The trade-off in such a small setup is that I cannot easily separate lighting on my backdrops from the lighting that hits the model. This has always been a friendly reminder to keep it simple, don’t use too many lights, or at least, don’t use more than you really need. Since there isn’t much space to move away from the backdrops we have to account for backdrop spillage from the key lights. The main light, whether I want it to or not will ultimately end up lighting part of the backdrop while also lighting the model.
For both white and grey seamless backdrop papers, the backdrop will be lit fairly well from the key light but you will have to account for shadows from the model. There is one work around that I entertain and that is the use of the black seamless backdrop.

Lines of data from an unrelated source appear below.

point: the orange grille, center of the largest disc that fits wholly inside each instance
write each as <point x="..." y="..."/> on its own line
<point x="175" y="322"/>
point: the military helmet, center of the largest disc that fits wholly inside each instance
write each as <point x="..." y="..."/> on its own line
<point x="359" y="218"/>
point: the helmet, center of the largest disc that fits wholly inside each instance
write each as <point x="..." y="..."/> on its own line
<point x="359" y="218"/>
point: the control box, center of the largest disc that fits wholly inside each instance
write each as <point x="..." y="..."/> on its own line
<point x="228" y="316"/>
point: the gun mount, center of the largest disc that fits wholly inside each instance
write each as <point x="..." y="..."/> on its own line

Normally, a black seamless backdrop would not have any place in a regular studio if space was not an issue. Simply move the subject and all lights backward away from your seamless backdrop, any color, any size, after a few more feet the light will fall off before it is able to reflect off of the backdrop. Voila, a black backdrop, anytime, anywhere. But, with the use of a black seamless, all light hitting it is absorbed and the same effect is created.

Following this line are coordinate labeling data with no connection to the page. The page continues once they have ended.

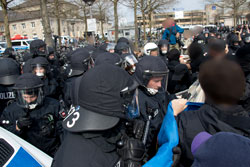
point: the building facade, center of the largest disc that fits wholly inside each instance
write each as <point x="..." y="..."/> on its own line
<point x="210" y="15"/>
<point x="25" y="19"/>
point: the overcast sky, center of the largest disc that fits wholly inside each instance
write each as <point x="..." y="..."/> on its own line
<point x="186" y="4"/>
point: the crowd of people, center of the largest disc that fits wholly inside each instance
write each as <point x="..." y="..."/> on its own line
<point x="103" y="106"/>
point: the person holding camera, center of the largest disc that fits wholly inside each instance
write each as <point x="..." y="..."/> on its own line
<point x="173" y="34"/>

The science behind this lies in the use of the Zone System. The Zone System at its core explains that there is a scale a tonal values from black to white, 0-X, that account for all the different light levels, including those represented in photographs. It would appear that the Zone System has no place and should be disregarded until you also notice that the reflective light meter that is built into a camera measures for an exposure at an 18% Zone V middle gray, the same as the gray seamless paper. A black seamless is exactly five stops less than the middle gray seamless, meaning that it will handle five stops more light spilling onto it before it looks like the gray seamless. This is excellent for a small working area.
Sounds complicated but it’s really not, every light meter in every camera has always measured for a middle gray. Photograph a white wall and it doesn’t look quite as bright as it should be, because white sits a few zones above zone V and the exposure must be changed accordingly based on the reading. Photographing a white wall without changing exposure up a couple stops will leave the wall rendering closer to a middle gray tone, the light meter is just doing its job.
In short, the black seamless in a small workspace will give me more options with lighting because I don’t have to worry about lighting the background when I don’t mean to. At the same time, a completely black backdrop makes it easier to change out to something else in post production.